私のことを見ながら、なにかひそひそ話をしている人もいるけど、いつものことだからもう慣れちゃった。
「ねえねえ、もう少ししたら学園祭だけど、あんたはどうするの?」
「もちろん、愛しのあの人と回りますわ。それで、夜になったらキャンプファイヤーで……」
「キャンプファイヤー? それってあれよね、キャンプファイヤーの前で告白して結ばれたら、その二人は永遠の愛と幸せを手に入れられるっていう伝説の?」
「ええ、それですわ! ああ、今からドキドキが止まりませんわ……!」
近くを歩きながら会話をする二人の女子生徒の話し声が随分と大きくて、意識していなくても私の耳に届いてきた。
キャンプファイヤーで告白かぁ……永遠の愛と幸せかぁ……いいなぁ。私もエルヴィン様に告白して、今よりも一歩先の関係になって……一緒に幸せになりたい。
「……違う。したいじゃなくて、すればいいんだ」
この前は、運悪くパパが家の中から出てきてしまったから告白できなくて、なんとなく告白するのが気まずくなってしまったけど、それってただ私が一度の失敗を経て、逃げるようになっているだけじゃないか。

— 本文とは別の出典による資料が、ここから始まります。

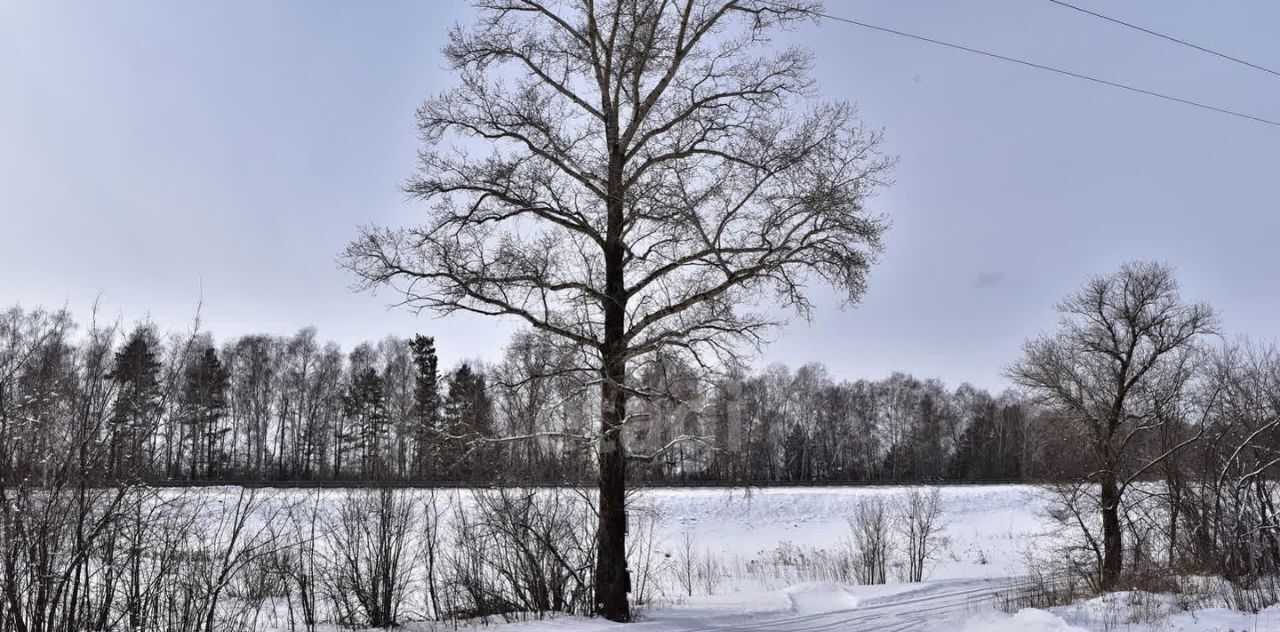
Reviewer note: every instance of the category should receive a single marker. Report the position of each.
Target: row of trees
(178, 407)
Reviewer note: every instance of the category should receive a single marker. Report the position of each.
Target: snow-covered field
(778, 559)
(990, 532)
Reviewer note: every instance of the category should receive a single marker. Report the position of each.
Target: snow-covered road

「うん、決めた。今度の文化祭のキャンプファイヤーで、エルヴィン様に告白しよう」
いざ告白しようと決めたら、急に胸がバクバクいい始め、もしダメだったらどうしようという嫌な考えが頭をよぎったが、ここで逃げていたら、いつまでたってもエルヴィン様との仲は進展しないよね。
もちろん今の関係も悪くはない。むしろ、壊れたらって思うと怖いけど……私は今以上の関係になりたい。
だって、エルヴィン様のことが大好きだから。